The IBA’s response to the war in Ukraine
Norway and the right to information under human rights principles
Paul Hastings, Washington, DC
The Norwegian Transparency Act, a broad law mandating that covered companies conduct human rights-related due diligence for their operations and supply chains, came into effect in July 2022.
The ambitious law is part of a rapidly moving trend across Europe to transform soft law human rights due diligence principles – particularly the UN Guiding Principles on Business and Human Rights – into hard law. These include comprehensive due diligence initiatives, as in Norway, which also have been adopted domestically in France and Germany. They also include more targeted requirements adopted in Switzerland (covering conflict minerals and child labour) and the European Union (as part of initiatives involving deforestation, digital services and other areas).

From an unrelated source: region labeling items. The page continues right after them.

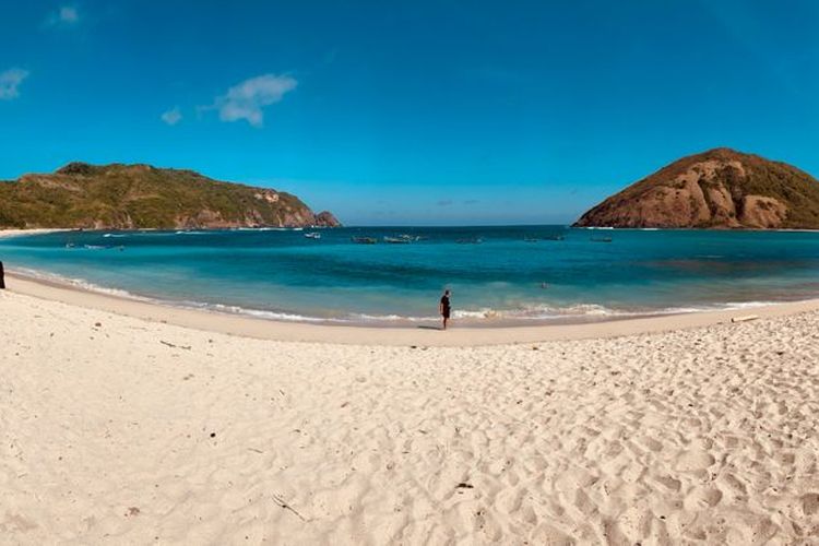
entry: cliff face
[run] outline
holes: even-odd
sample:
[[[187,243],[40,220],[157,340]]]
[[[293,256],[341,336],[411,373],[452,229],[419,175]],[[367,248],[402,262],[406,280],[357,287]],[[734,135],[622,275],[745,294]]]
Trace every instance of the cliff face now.
[[[298,198],[149,165],[71,163],[0,182],[0,227],[88,229],[336,227]]]
[[[579,227],[819,228],[819,181],[791,165],[715,149],[596,205]]]

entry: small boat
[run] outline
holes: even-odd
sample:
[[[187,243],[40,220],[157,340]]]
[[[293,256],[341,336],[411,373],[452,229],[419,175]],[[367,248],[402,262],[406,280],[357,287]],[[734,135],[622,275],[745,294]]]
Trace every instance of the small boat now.
[[[456,239],[455,242],[458,242],[459,245],[480,245],[482,242],[484,242],[484,239],[482,239],[480,237],[470,237],[466,239]]]
[[[404,237],[384,237],[384,242],[389,242],[391,245],[408,245],[412,241],[412,239],[407,239]]]

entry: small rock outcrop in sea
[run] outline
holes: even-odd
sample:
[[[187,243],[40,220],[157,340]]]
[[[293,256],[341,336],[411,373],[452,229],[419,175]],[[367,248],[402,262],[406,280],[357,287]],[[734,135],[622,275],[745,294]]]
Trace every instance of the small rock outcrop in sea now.
[[[819,228],[819,181],[720,147],[663,167],[593,207],[578,227]]]
[[[86,229],[337,227],[296,195],[151,165],[70,163],[0,181],[0,227]]]

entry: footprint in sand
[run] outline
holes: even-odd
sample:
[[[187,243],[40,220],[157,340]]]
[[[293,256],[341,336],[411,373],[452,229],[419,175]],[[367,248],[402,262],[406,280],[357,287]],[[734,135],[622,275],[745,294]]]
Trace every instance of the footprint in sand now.
[[[679,472],[695,472],[708,468],[714,464],[714,458],[707,451],[689,450],[684,451],[675,464],[675,470]]]

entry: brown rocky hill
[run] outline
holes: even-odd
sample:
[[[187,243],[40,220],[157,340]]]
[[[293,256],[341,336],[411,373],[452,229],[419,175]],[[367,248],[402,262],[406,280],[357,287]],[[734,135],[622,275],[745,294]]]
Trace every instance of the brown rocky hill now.
[[[0,227],[91,229],[335,227],[297,197],[150,165],[71,163],[0,181]]]
[[[720,147],[663,167],[574,225],[819,229],[819,181],[785,163]]]

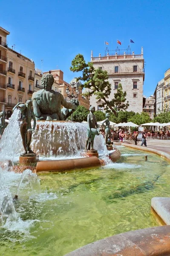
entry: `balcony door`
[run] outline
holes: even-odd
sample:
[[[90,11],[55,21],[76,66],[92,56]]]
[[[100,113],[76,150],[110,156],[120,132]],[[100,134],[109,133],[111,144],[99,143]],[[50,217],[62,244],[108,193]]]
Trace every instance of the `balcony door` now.
[[[11,85],[12,84],[12,79],[11,77],[8,78],[8,83],[10,85]]]

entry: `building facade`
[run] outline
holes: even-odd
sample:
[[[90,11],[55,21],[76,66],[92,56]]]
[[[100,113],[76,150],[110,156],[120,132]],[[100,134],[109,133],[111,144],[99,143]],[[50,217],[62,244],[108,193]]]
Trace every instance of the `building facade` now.
[[[6,37],[9,34],[9,32],[0,27],[0,112],[5,111],[6,102],[8,51]]]
[[[164,73],[164,108],[170,111],[170,68]]]
[[[30,99],[34,92],[35,65],[26,57],[8,47],[6,84],[6,117],[12,114],[14,107],[20,102]]]
[[[121,83],[124,91],[127,93],[127,100],[129,102],[128,111],[142,112],[143,87],[144,80],[144,59],[143,47],[141,54],[122,55],[117,53],[115,55],[93,57],[92,51],[91,61],[95,68],[106,70],[108,74],[108,81],[112,85],[112,91],[109,100],[114,98],[118,84]],[[96,110],[102,110],[99,105],[103,102],[98,101],[95,95],[90,97],[90,105]]]
[[[153,119],[154,117],[155,102],[155,97],[153,95],[146,98],[145,104],[143,109],[143,112],[147,113],[151,119]]]
[[[158,83],[155,89],[154,96],[155,102],[154,105],[154,113],[157,115],[164,111],[164,79],[162,79]]]

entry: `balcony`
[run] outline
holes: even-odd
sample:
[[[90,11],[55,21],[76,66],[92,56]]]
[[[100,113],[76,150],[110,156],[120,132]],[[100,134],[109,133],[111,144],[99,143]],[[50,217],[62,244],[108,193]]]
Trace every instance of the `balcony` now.
[[[18,72],[18,76],[21,76],[21,77],[23,77],[25,78],[26,74],[25,73],[23,73],[23,72]]]
[[[15,103],[11,103],[10,102],[7,102],[6,105],[7,108],[13,108],[16,105]]]
[[[6,102],[6,99],[5,98],[0,98],[0,102],[5,103]]]
[[[35,84],[35,87],[39,89],[42,89],[42,85],[40,85],[39,84]]]
[[[7,87],[9,88],[10,89],[15,89],[15,85],[12,84],[7,84]]]
[[[13,73],[14,74],[15,74],[15,70],[12,68],[11,67],[9,67],[8,68],[8,71],[9,72],[11,72],[11,73]]]
[[[166,100],[167,99],[170,99],[170,95],[168,95],[168,96],[166,96],[164,98],[164,100]]]
[[[5,56],[3,56],[3,55],[0,55],[0,60],[3,61],[6,61],[6,62],[7,62],[7,58]]]
[[[34,91],[32,91],[31,90],[28,90],[28,94],[32,94],[33,92],[34,92]]]
[[[144,68],[138,68],[137,70],[134,71],[133,68],[126,68],[125,69],[119,69],[118,70],[115,71],[114,70],[107,70],[109,75],[118,75],[118,74],[137,74],[144,73]]]
[[[25,88],[23,88],[23,87],[21,87],[20,86],[18,86],[18,91],[20,91],[20,92],[22,92],[23,93],[25,93]]]
[[[6,70],[4,70],[0,68],[0,74],[2,74],[6,76]]]
[[[29,80],[31,80],[32,81],[34,81],[34,77],[32,76],[29,76]]]
[[[6,89],[6,84],[0,84],[0,89]]]
[[[164,87],[164,90],[167,89],[167,88],[168,88],[169,87],[170,87],[170,83]]]
[[[2,45],[2,46],[3,46],[3,47],[8,47],[8,45],[6,43],[5,43],[5,42],[3,42],[2,41],[0,41],[0,45]]]

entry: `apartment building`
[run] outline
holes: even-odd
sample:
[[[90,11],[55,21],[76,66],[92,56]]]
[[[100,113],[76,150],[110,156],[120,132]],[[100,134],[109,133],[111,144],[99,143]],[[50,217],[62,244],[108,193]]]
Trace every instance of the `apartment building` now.
[[[141,54],[118,54],[93,57],[92,51],[91,61],[96,69],[106,70],[108,74],[108,81],[112,85],[112,91],[109,99],[114,97],[118,84],[121,83],[123,90],[127,93],[127,100],[129,102],[128,111],[141,113],[143,110],[143,87],[144,80],[144,59],[143,47]],[[95,96],[90,97],[90,105],[96,109],[103,111],[99,106],[103,102],[98,101]]]
[[[143,112],[147,113],[151,119],[153,119],[154,117],[155,102],[153,95],[146,98],[145,104],[143,109]]]
[[[35,64],[34,61],[8,47],[6,84],[7,118],[10,117],[14,107],[20,102],[31,99],[34,92]]]
[[[154,113],[156,115],[164,111],[164,79],[163,79],[158,82],[154,93],[155,99],[155,102],[154,104]]]
[[[170,68],[164,73],[164,108],[170,111]]]
[[[8,47],[6,37],[10,33],[0,27],[0,112],[4,111],[6,104]]]

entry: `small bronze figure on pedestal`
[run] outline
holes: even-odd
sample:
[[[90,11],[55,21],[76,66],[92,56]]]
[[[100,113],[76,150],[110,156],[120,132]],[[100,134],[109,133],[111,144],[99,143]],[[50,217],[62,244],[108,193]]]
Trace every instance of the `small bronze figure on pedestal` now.
[[[99,135],[98,125],[96,118],[94,114],[95,107],[91,106],[89,110],[90,113],[87,116],[87,137],[86,140],[86,150],[95,151],[93,148],[94,140],[95,135]],[[96,129],[97,128],[97,129]]]
[[[30,148],[30,144],[32,137],[32,133],[35,128],[36,121],[34,113],[32,102],[31,100],[27,100],[25,104],[19,102],[12,110],[14,111],[16,108],[20,108],[21,111],[21,119],[22,122],[20,127],[20,132],[21,134],[23,144],[24,148],[24,153],[26,155],[28,153],[36,154]],[[31,120],[34,120],[33,128],[31,126]]]

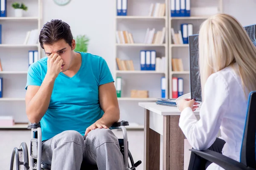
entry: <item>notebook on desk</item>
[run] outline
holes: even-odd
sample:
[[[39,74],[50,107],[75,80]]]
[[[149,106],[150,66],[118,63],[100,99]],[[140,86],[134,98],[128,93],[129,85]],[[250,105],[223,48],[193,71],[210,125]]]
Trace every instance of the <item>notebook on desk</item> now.
[[[175,99],[157,99],[158,100],[156,102],[157,105],[163,105],[165,106],[177,107]]]

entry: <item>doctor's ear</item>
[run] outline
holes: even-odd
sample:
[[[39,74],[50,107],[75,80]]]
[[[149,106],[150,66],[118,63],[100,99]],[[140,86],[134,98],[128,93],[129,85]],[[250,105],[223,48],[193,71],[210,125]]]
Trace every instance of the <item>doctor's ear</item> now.
[[[76,48],[76,40],[73,39],[71,42],[71,50],[74,50],[75,48]]]

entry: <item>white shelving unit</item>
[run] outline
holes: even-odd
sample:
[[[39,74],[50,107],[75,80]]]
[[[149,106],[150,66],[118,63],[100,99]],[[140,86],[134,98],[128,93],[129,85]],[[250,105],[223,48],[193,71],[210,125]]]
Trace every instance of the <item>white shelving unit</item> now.
[[[23,3],[28,7],[23,17],[15,17],[12,4]],[[41,28],[42,0],[8,0],[7,17],[0,17],[2,25],[2,44],[0,44],[0,60],[3,71],[3,97],[0,98],[0,116],[13,116],[15,125],[0,126],[0,129],[26,129],[29,123],[26,114],[25,87],[29,67],[29,51],[38,51],[41,58],[39,44],[24,45],[27,31]]]
[[[190,90],[189,80],[189,44],[174,44],[172,43],[171,29],[173,28],[175,33],[180,30],[180,24],[182,23],[192,23],[193,24],[193,34],[198,33],[200,26],[201,23],[209,16],[214,14],[209,14],[206,12],[205,15],[202,16],[194,15],[195,8],[199,6],[203,10],[204,7],[216,7],[218,13],[223,12],[223,0],[216,0],[215,1],[204,0],[191,0],[191,15],[189,17],[171,17],[171,0],[169,0],[168,16],[169,21],[169,97],[172,98],[172,77],[181,77],[183,79],[183,93],[184,94],[189,93]],[[208,11],[207,11],[208,12]],[[184,71],[172,71],[172,58],[181,58]]]
[[[143,130],[144,124],[144,111],[138,105],[138,102],[154,102],[161,98],[161,78],[166,79],[166,97],[168,97],[168,0],[149,0],[147,1],[127,0],[127,16],[117,16],[117,0],[115,6],[115,49],[114,68],[113,73],[115,80],[117,76],[122,77],[122,95],[118,98],[120,108],[120,119],[135,122],[139,125],[137,129]],[[163,17],[148,16],[151,3],[165,3],[165,14]],[[145,44],[142,43],[148,28],[155,28],[155,33],[166,28],[165,40],[163,44]],[[128,31],[132,34],[134,43],[119,44],[116,41],[117,31]],[[140,51],[155,50],[157,57],[166,57],[165,71],[141,71]],[[117,67],[116,59],[132,60],[134,71],[120,71]],[[132,89],[148,90],[149,97],[133,98],[129,97]],[[133,128],[133,129],[134,129]]]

Other comprehensive due diligence regulatory requirements are being debated in a range of jurisdictions, including the EU’s well-known Corporate Sustainability Due Diligence Directive, Ghana’s National Action Plan and various similar initiatives in Latin America as part of this larger trend.
The Norwegian law is particularly expansive. It applies to Norwegian companies and foreign companies that operate in Norway, submit Norwegian corporate tax returns, and satisfy two of three – very low – threshold requirements: at least 50 full-time equivalent employees during the fiscal year, annual turnover of roughly US$8m, or assets of roughly US$4m. Substantively, as with many human rights due diligence legislative initiatives, it requires that covered entities:
identify and assess actual and potential adverse human rights impacts that the entity has caused or contributed to, or to which the entity is directly linked;
take steps to cease, prevent or mitigate adverse impacts;
track the effectiveness of those steps;
report publicly on:
the entity’s structure, operations, and processes for handling actual and potential adverse impacts;
actual adverse impacts and significant risks of adverse impacts;
steps taken or planned to cease or mitigate such risks; and
the effectiveness of those measures; and
provide for or cooperate in remediation where appropriate.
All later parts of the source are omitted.